The N-terminus domain allows this protein to jump into single strand breaks and perform this function.
What is TDP1 physically coupled with?
Physically coupled to SSBR machine.
Interacts with Lig2Alpha
Point- TDP1 in physically linked to single strand break repair machinery (Lig3,XRCC1).
How would you test if TDP1 is required for SSRB in cells? Explain the assay.
How can you measure SSB in cells?
Comet assay – single cell gel electrophoresis
Allows measurement of SS breaks.
Introduce drug with induces SSB’s.
Electrophoretic current will carry fragments that are broken much faster for longer than the DNA bits that are not broken. End up with tail, the longer the tail the more DNA breaks. The more DNA intensity in tail, the more DNA breaks.
Difference between Alkaline comet and Neutral comet?

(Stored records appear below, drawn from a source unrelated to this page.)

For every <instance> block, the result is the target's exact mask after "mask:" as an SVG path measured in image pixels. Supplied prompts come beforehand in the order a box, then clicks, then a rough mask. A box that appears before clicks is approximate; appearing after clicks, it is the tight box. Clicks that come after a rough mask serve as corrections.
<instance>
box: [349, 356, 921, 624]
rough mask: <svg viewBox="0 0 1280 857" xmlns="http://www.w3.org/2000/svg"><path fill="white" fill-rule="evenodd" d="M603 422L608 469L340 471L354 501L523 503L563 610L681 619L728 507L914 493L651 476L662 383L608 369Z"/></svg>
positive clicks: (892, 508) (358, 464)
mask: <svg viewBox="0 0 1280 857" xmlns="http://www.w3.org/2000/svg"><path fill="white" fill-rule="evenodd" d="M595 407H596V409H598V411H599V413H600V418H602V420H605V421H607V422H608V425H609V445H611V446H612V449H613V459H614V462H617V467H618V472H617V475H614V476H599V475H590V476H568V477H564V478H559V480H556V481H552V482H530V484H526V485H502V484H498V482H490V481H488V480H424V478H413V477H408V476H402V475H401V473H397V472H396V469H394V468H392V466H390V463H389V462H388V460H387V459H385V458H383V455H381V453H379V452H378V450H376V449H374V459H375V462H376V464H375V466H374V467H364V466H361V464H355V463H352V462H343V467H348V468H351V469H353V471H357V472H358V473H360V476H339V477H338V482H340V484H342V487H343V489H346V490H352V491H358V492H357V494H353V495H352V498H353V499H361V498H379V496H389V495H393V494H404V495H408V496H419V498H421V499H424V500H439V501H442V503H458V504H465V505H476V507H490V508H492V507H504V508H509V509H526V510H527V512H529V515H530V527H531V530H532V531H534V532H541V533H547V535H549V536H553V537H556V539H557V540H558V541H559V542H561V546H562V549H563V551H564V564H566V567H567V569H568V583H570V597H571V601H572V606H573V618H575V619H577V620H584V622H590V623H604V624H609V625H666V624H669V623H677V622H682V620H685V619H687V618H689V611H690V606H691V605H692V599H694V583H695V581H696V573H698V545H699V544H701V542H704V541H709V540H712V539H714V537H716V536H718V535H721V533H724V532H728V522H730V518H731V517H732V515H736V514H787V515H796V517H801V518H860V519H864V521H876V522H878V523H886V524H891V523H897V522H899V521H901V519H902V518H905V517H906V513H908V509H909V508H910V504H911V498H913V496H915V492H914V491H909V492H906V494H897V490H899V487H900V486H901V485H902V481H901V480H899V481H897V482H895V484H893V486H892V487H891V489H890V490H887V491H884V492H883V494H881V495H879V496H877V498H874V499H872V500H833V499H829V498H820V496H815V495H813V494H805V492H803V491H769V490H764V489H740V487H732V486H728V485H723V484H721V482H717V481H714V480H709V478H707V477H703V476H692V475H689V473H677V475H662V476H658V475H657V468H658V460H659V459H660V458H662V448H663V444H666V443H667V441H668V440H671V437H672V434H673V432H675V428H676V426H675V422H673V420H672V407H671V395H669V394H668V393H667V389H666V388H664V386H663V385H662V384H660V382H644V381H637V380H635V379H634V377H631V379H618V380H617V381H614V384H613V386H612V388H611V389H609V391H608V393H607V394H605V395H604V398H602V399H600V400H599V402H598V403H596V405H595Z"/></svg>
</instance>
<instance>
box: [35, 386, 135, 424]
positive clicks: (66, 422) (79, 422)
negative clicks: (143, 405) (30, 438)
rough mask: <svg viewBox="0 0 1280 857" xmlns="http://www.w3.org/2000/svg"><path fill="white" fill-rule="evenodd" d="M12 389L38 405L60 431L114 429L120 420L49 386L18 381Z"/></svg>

Alkaline comet: SSB and DSB
Neutral comet: DSB
What is CPT
Cancer therapy drug
Comet tail moment
Measures number of breaks in the cell.
Describe the figure given (look at figure)
A, C and D are patients due to the long tails.
Make sure you look at different time points.
For control the breaks are able to be repaired, by timepoint 60min the tail gets smaller. Even if it was long at 20. The patients never decline.
Losing one copy/retaining one copy is sufficient to form function. Therefore, a recessive disorder.
Give two examples of endogenous activities that can lead to cerebellar degeneration (SSB repair)
Aprotaxin removes AMP from DNA from 5’ terminus of DNA. That can happen during halted ligation. If you don’t have aprotaxin, you have AOA1 – cerebellar degeneration.
Another example TDP1
TDP1 removes topoisomerase from aborted topoisomerase events. If you don’t have it you also have cerebellar degeneration.
You need these two enzymes to prevent the degeneration of the brain of the cerebellar.